It's true: Rodents Will Chew on Your Car's Wires
Chew on this. Your warm car engine may also have a warm rodent nibbling on the wires.
"I had to replace some wiring due to rabbits chewing," a Times-Call reader said on Facebook.
"There is apparently an epidemic with squirrels and rabbits chewing electrical wiring and so forth under the hoods of cars," another called into the TC-Line on Jan. 4.
Not quite an epidemic, local mechanics say. But far from uncommon.
"It is a fact," said Scott Nichol of Hitek Professional Automobile Repair, who says he gets six or seven cases of rodent damage a year. "It is a cold, hard, nasty fact. Summertime, wintertime, fall, it doesn't matter. ... The more squirrels you have in an area, the more you see things like this."
Travis Paswaters of Hayes Automotive said he tends to see it a little more in the winter. Squirrels and mice aren't specifically looking for your wires, he said, they're looking for a place to nest -- and in the winter, a recently parked car that sits for a while provides a perfect home.
"We pull nests out of air boxes and intake valleys all the time," Paswaters said. "And if they get down and chew something you can't find, you can get a pretty nasty gremlin. One, I remember, chewed the ignition coil wires. The car would run rough because one of the cylinders wasn't firing."
And sometimes it can add up to more than just a rough ride. Last May, a car caught fire and burned; police later determined it was because of a squirrel nest in the engine.
"If they chew up the wiring, you can have a car-becue," Nichol said.
So what can a driver do?
First, keep the car in a garage if you can. You can't close off all the entryways a rodent would use -- they're openings that the car needs -- but putting the vehicle inside makes it less likely that squirrels will pay a visit. Mice may still be a risk, though, Nichol said, especially outside of town.
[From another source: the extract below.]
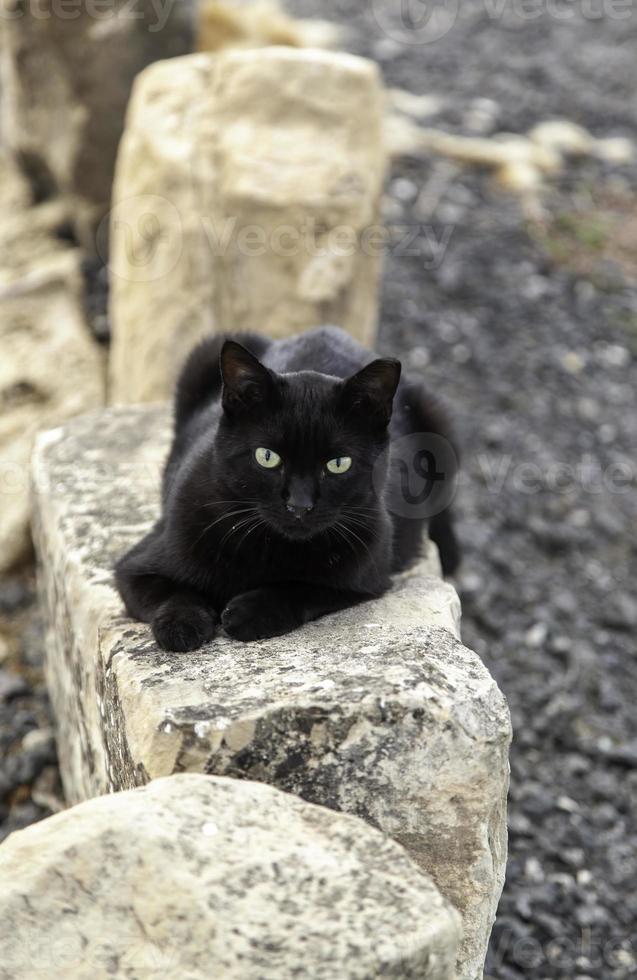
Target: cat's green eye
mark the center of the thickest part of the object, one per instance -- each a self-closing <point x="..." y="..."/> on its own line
<point x="267" y="458"/>
<point x="339" y="465"/>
Second, open up the hood and check the engine regularly, Paswaters said. If you find twigs, bits of leaves or other nest-building material, you might just have a visitor. Having the oil changed regularly will help, too, he said, since the mechanic will be alert to signs of trouble.
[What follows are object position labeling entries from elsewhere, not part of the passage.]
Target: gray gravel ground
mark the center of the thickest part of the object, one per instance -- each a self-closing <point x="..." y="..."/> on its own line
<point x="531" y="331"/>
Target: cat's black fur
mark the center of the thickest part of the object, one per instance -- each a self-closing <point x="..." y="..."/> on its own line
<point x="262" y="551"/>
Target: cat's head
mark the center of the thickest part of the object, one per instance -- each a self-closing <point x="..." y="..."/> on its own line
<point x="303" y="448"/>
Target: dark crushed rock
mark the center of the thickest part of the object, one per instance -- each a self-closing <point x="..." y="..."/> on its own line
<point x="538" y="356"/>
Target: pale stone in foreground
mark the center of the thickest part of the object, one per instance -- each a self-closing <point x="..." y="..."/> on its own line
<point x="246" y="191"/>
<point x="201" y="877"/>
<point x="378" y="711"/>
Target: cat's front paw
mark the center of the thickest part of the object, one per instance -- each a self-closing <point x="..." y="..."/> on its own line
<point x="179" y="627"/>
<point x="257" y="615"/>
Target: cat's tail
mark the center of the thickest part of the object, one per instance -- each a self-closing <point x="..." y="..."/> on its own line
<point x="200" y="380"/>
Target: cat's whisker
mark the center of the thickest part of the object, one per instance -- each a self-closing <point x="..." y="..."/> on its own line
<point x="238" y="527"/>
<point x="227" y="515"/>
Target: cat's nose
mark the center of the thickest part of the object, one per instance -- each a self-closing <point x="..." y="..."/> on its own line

One common home remedy is to use mothballs or paint the wires with Tabasco sauce to discourage chewing. That can work, Paswaters said, but it can also have unpleasant consequences, since the fresh air intake is near the core of the engine.
"It'll make the HVAC unpleasant," he said, referring to the passenger heating and cooling system. "You'll be getting that smell yourself."
Nichol advised not to try putting poison down near the car; the risk of a pet consuming it by mistake isn't worth it, he said. The best thing you can do, he said, is not to let the car sit.
"Don't keep it parked for weeks on end," he said. "Make sure the car moves."